Yasa dışı dinlemeleri kim yapıyor kolayca belirlenir.
Ancak çok daha vahim olan bir iddia var ki;
Resmi kurumlar “özellikle emniyet güçleri, polis” tarafından getirilen, kayıtlara girmeyen, bu aletlerle yasa dışı dinlemeler yapıldığı, bunları MEDYA SERVİS EDİLDİĞİ.
İlk olarak hükümetin bu koynu araştırması, gerçekten böyle bir şey varsa önlenmesi, yapanların en ağır şekilce cezalandırılması gerekir.
MAHKEME KARARI İLE DİNLEMELER VE İZLEMELER
Eğer; Güvenlik güçleri “polis, jandarma” çıkar amaçlı bir suç şebekesinin, suçlarının kanıtlanmak için dinleme dışında başka bir yöntem olmadığını anlamışsa, “4422 YÖNETMELİK” gereği C. Savcısına başvurur. C. Savcısı kanıtları değerlendirir, o da buna inanırsa “dinleme ve izleme” yapmak için “dinlenecek örgüt üyelerinin kimliği, telefon numara bilgilerini belirterek mahkemeye başvurup dinleme, izleme izni alınır. Bütün bunlar için gizlilik kurallarına tam olarak uyulur. İzin 3 ay için verilir. ancak iki defa üçer ay uzatılabilir.
Dinleme ve izleme sonucu suçlu olmadıkları açığa çıkarsa C. Savcısının yazılı emri ile son verilir. C. Savcısının denetimi altında ve en çok 10 gün içinde güvenlik güçlerince yok edilir.
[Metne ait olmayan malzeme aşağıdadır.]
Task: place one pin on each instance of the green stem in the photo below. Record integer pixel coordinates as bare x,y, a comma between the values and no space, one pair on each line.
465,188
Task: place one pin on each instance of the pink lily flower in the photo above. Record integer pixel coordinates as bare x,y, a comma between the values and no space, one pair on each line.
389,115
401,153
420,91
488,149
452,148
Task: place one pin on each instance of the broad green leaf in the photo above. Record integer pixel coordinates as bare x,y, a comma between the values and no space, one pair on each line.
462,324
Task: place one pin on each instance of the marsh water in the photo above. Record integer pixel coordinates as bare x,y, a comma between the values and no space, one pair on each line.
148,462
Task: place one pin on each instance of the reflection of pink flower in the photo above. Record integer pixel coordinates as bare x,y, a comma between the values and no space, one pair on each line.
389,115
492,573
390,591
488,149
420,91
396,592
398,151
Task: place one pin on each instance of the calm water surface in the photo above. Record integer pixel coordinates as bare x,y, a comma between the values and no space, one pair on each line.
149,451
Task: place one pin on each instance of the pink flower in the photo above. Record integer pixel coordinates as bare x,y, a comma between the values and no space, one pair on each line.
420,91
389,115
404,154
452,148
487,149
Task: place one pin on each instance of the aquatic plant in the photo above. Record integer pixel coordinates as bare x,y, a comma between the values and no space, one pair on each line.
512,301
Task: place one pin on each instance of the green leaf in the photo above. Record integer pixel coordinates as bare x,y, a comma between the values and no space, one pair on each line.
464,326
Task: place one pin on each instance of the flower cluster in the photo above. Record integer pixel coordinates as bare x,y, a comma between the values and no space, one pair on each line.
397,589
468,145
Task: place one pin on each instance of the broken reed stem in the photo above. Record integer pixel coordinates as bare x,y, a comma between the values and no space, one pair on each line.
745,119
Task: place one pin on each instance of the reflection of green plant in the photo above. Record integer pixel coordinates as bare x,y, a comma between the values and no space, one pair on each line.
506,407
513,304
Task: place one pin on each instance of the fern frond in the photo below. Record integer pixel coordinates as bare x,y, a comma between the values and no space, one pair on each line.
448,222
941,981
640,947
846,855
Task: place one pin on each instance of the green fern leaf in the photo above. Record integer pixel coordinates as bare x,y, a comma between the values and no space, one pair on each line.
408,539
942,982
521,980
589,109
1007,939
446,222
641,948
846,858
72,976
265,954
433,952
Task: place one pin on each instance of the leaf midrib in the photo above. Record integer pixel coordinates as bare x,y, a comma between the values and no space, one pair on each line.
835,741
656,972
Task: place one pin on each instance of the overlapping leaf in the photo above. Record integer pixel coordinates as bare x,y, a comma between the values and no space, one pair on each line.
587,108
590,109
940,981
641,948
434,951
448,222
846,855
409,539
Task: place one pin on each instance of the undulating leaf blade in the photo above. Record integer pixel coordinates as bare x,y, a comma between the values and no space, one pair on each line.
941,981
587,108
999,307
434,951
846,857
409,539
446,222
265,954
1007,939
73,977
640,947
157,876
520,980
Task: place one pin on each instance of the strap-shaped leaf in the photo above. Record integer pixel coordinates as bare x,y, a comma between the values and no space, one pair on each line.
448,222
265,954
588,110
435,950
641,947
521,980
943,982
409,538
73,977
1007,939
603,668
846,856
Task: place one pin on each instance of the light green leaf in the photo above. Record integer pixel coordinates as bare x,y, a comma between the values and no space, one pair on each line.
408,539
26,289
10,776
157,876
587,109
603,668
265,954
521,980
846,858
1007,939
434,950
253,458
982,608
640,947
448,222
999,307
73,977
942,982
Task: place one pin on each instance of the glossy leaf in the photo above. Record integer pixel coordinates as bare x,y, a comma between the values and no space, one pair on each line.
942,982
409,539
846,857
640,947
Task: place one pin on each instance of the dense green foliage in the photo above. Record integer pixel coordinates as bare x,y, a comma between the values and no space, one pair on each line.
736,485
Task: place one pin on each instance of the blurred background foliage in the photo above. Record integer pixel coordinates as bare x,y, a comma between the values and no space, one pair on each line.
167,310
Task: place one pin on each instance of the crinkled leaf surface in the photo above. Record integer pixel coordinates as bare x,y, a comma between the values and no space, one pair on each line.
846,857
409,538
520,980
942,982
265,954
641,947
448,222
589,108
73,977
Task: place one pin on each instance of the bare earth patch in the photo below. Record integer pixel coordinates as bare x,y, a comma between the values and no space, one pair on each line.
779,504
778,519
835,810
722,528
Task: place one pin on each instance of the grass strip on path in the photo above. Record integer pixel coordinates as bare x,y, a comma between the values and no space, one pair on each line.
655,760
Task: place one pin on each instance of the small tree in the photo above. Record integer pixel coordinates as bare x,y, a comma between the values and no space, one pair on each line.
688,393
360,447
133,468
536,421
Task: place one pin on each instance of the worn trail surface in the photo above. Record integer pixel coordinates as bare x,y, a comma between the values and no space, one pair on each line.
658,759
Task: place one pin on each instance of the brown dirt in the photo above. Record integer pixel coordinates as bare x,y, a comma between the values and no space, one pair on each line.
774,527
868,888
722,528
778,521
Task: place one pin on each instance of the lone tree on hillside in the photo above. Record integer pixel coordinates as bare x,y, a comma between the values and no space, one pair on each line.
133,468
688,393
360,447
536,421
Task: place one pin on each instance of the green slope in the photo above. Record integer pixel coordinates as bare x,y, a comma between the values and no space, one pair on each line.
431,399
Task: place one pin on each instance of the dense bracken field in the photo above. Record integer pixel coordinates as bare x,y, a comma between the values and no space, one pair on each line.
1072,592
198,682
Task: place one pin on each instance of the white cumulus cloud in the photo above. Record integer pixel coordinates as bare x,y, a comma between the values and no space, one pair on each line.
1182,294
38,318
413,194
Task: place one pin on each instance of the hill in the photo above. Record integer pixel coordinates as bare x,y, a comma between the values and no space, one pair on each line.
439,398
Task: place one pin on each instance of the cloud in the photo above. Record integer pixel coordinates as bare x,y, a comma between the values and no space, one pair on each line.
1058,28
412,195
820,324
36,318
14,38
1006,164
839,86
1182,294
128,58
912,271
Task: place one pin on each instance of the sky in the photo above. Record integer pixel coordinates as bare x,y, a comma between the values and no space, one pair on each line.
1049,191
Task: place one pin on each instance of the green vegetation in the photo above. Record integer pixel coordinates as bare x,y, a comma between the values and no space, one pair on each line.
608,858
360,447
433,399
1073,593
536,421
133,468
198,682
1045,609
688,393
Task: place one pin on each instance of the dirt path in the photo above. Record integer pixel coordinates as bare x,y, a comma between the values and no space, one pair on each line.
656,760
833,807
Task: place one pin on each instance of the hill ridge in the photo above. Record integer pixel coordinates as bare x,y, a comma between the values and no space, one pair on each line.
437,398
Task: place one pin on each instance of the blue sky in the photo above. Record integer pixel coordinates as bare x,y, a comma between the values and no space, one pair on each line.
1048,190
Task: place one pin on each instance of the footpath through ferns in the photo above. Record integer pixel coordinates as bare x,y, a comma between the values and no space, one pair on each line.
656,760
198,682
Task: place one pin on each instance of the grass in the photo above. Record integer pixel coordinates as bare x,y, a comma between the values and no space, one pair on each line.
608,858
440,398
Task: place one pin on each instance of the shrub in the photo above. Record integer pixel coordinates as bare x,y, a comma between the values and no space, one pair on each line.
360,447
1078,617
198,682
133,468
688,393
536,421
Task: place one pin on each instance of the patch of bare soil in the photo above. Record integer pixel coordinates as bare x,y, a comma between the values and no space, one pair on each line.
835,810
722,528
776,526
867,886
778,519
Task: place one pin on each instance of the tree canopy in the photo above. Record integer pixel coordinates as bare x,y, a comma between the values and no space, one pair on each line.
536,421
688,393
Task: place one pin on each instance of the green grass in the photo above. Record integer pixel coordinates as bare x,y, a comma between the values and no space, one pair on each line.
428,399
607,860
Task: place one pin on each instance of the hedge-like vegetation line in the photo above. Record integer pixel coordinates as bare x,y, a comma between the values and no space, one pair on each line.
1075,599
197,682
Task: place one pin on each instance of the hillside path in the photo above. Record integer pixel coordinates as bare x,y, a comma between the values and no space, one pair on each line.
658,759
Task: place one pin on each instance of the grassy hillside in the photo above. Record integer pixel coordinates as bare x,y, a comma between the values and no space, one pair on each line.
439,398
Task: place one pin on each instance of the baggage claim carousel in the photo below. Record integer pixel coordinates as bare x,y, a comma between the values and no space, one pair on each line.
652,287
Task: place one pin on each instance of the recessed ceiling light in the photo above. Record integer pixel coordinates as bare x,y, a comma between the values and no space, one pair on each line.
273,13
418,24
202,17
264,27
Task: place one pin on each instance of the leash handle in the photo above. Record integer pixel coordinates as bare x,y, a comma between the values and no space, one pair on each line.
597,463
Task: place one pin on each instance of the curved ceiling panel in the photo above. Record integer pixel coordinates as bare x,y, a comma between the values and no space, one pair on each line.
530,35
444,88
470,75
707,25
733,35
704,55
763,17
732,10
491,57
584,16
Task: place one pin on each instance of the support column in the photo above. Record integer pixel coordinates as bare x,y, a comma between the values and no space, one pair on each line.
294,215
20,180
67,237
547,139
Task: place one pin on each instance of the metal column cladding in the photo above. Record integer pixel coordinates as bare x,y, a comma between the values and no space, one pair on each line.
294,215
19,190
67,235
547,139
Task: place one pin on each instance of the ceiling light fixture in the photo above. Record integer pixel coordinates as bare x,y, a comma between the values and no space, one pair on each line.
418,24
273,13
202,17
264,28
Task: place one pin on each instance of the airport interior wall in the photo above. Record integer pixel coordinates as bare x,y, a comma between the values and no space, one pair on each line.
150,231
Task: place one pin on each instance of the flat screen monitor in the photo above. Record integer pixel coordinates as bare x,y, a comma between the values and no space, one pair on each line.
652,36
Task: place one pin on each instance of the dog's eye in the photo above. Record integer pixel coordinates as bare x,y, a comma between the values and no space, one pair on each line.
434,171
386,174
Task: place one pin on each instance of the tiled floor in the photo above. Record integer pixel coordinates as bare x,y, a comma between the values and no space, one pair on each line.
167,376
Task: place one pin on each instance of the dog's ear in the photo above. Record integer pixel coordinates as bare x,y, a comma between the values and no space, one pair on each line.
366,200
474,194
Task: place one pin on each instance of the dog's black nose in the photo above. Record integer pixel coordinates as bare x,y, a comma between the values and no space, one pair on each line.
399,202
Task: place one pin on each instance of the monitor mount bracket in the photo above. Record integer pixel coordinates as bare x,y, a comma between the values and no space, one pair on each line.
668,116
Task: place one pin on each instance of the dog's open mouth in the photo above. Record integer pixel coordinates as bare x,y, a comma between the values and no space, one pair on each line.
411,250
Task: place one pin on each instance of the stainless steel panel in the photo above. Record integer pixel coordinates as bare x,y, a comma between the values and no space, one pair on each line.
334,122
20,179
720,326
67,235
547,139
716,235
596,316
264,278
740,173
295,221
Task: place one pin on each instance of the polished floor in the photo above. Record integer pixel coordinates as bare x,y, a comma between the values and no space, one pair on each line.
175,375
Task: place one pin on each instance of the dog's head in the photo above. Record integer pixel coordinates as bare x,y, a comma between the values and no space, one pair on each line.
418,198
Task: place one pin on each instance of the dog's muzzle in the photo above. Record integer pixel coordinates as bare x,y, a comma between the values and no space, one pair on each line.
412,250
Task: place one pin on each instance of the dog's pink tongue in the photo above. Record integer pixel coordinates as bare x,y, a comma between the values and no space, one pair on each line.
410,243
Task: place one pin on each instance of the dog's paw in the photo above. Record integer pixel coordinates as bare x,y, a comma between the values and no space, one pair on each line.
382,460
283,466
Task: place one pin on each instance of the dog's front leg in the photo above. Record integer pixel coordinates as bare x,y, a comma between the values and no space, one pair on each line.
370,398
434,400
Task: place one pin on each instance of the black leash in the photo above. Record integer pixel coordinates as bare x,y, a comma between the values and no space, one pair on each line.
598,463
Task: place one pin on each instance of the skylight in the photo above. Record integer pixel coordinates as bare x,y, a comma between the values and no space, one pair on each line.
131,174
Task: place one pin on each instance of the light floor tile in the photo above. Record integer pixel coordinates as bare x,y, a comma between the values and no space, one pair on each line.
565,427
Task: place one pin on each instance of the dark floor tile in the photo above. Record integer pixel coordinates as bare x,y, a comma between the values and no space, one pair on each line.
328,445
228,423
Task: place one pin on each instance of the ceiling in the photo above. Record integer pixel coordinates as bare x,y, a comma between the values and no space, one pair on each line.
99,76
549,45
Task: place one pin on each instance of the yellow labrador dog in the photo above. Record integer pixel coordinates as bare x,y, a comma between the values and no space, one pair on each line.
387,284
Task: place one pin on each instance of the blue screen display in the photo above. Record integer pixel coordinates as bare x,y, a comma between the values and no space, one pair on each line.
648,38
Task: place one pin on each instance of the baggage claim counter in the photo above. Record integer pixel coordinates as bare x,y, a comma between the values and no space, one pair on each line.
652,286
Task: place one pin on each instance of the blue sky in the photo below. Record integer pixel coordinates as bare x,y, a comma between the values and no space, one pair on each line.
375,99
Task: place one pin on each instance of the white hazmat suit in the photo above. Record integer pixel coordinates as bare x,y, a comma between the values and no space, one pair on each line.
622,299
Ancak bir çok kişi “YASA VE YÖNETLİKLERE UYULMADIĞINI” söylemekte, bu güne kadar yapılan bir çok olayı buna kanıt olarak göstermektedir.
İtiraz ve yakıma konuları;
Emniyet güçlerinin bu yasalara dayanarak “özellikle iktidara muhalif” siyasetçi, gazeteciler, hatta yargıç ve savcılar, dahil birçok kişiyi dinlemekte ve izlemekte olduğu inancıdır.
Emniyet güçleri dinlenmek istediği kişilerin bir suça karıştığı konusunda hiçbir belirti, kanıtı olmadığı halde mahkemelerde dinleme izini için başvurmakta, izin talebinde yasa ve yönetmelikte belirtilmesi gereken hususların hiç birinin yer almadığı, dinlenip, izlenmesi için izin istenen kişinin çoğu zaman adının dahi yazılmadığı, kime ait olduğu açıklanmayan değişik kişilere ait çok sayıda telefon numaralarının ve bilgilerin yazıldığı, izin veren yargıçlar da “yasalarda aranan şartlar olmadığına bakmadan” yargıçların istenen izinleri verdiği iddiaları yaygınlaşmıştır.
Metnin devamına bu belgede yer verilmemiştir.